Based in Edinburgh, Scotland, Patrick is a faculty member, as a Chancellor's Fellow, at the University of Edinburgh.  He completed his PhD in philosophy (December 2011) at the University of California, Riverside.  He is interested in metaphysics, ethics, free will and moral responsibility, and philosophy of religion. 

pat.c.todd@gmail.com

The Truth About Freedom: A Reply to Merricks

Patrick Todd & John Martin Fischer

Philosophical Review 120 (1):97 - 115 (2011)

Abstract

In his recent essay in the Philosophical Review, “Truth and Freedom,” Trenton Merricks contends (among other things) that the basic argument for the incompatibility of God's foreknowledge and human freedom is question-begging. He relies on a “truism” to the effect that truth depends on the world and not the other way around.

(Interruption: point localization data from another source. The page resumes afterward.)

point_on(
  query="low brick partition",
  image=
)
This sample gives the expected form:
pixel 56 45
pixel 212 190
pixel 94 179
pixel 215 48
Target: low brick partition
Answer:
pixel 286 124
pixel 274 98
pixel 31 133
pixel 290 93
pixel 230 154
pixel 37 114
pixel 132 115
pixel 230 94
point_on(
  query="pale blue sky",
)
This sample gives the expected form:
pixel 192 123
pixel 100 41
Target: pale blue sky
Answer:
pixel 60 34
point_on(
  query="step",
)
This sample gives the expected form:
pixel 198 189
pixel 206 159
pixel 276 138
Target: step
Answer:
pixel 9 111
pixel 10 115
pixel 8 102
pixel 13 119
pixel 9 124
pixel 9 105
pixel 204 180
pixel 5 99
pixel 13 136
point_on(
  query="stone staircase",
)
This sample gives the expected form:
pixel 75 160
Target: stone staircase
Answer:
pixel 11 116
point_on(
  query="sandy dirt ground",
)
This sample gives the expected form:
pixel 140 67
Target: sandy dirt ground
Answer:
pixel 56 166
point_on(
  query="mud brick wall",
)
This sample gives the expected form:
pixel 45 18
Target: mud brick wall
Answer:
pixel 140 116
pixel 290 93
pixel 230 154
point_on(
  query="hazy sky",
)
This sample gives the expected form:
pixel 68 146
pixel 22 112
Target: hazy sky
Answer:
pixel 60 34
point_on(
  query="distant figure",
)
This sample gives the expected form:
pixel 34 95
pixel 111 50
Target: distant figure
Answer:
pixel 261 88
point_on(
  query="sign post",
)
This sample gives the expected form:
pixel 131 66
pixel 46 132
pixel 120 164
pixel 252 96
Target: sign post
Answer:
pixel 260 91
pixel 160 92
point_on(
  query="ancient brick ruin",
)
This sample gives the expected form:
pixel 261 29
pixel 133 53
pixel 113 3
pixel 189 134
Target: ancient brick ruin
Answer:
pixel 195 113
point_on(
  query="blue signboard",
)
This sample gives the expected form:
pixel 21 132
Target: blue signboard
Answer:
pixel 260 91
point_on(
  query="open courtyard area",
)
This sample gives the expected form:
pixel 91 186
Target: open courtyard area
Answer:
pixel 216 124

The present essay argues that mere invocation of this truism does not establish that the basic argument for incompatibilism is question-begging. Further, it seeks to clarify important elements of the debate, including the fixity-of-the-past premise in the incompatibilist's argument and the Ockhamist response. It sketches some potential links between the issues here and recent work on ontological dependence, and it connects the issues raised by Merricks to important work that has appeared in (among other places) the Philosophical Review.